Every journey begins with a single step. The challenge, however, is knowing which way to go and how long it will take to get there.
The U.S. men’s national soccer team, currently without a permanent coach, general manager or any real sense of direction, doesn’t know either of those things. Yet it took an uneven first step on its journey to the next World Cup on Wednesday just the same, dropping a 2-1 decision to Serbia before a sparse crowd at newly christened BMO Stadium.
With the U.S. co-hosting the 2026 World Cup, alongside Canada and Mexico, the pressure already is building for the Americans to make a deep run in the tournament. The U.S. has gotten as far as the quarterfinals just once in the modern era, and anything short of the final eight in 2026 would be considered a disappointment.
Wednesday’s young, inexperienced team won’t be the World Cup one; lacking a FIFA competition window,
the U.S. was unable to call in the European-based core of its roster. Instead, caretaker coach Anthony Hudson summoned five players from last year’s World Cup team and 13 others who had never appeared in a game for the senior national team.
But then the journey to becoming a World Cup player also begins with a single step and the January camp often has provided that: Since 1999, 30 men who made their first or second appearance for the national team in the first camp of a calendar year have gone on to play in a World Cup, among them Landon Donovan, Clint Dempsey and Jozy Altidore, the three leading scorers in team history.
That’s a track record Hudson is hoping to build on, continuing the philosophy of Gregg Berhalter, who tried out 88 players while putting together the best record for a men’s coach in U.S. Soccer history in his four years in charge. Hudson’s starting lineup Wednesday including seven debutantes and three others playing just their second game with the U.S. The Americans hadn’t seen that many starters make their international debut in one game since 1988.
“Overall I was really pleased with the performance,” said Hudson, an assistant during last month’s World Cup who is running the team as U.S. Soccer mulls its future with Berhalter, whose contract expired at the end of last year. “Individually there were some really, really big performances. I thought we showed a lot of bravery. Very attack-minded. I love the fact that players were really driving to get forward.
“I’m disappointed obviously with the result. But the way they went about the game was [positive].”

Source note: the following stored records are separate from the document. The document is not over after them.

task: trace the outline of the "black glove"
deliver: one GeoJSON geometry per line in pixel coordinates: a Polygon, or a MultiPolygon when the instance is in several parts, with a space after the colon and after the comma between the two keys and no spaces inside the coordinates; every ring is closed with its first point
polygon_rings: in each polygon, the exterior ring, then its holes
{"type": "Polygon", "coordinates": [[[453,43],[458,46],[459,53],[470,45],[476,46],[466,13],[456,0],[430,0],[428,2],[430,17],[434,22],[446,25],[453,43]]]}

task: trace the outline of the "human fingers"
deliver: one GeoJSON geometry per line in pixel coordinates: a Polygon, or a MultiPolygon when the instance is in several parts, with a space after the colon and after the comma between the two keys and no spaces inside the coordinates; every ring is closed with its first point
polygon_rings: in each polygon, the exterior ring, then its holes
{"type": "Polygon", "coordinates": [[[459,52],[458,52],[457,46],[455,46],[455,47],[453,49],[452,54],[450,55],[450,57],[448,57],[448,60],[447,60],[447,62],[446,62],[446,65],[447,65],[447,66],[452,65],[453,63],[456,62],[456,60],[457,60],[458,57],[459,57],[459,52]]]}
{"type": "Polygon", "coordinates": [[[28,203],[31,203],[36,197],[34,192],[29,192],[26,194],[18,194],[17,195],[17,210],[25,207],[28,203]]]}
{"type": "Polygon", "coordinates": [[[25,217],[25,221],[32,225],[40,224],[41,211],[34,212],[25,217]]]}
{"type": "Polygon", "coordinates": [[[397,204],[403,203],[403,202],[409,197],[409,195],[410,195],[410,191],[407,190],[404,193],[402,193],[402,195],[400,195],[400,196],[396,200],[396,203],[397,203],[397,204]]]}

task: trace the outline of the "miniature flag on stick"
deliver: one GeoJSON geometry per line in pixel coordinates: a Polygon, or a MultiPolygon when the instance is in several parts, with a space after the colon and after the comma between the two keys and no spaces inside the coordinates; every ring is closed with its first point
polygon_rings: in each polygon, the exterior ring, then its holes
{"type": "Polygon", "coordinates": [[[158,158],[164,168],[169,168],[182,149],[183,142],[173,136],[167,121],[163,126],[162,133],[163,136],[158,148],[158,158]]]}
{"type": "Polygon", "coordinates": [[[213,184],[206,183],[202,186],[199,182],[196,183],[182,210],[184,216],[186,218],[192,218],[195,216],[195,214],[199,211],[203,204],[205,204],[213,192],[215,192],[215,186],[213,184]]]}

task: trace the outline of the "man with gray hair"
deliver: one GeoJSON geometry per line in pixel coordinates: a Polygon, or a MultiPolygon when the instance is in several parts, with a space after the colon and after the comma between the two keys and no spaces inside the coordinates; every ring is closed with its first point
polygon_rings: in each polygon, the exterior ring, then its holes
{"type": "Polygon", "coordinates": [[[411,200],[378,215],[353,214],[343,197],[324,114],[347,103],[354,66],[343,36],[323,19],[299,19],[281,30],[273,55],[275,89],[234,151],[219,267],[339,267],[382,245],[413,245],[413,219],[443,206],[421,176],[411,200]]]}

Seven starters are dual nationals and two of them teamed up to give the U.S. the early lead, with Brandon Vázquez heading in Julian Gressel’s long cross from the right wing in the 29th minute. But after a solid opening halfhour, the team’s youth and inexperience showed up, allowing Serbia to tie the score on Luka Ilic’s free kick through the U.S. wall just before the intermission, then take the lead less than a minute into the second half when Nikola Stulic poked the ball away from a tentative Jalen Neal and into the path of teammate Veljko Simic, who banged home a right-footed shot from the center of the box.
Cade Cowell, one of five teenagers on the U.S. roster, had two chances to tie the score 10 minutes later, but he banged shots off both posts just 20 seconds apart. The U.S. won the possession battle handily and outshot Serbia 20-11, but just five of those tries were on target.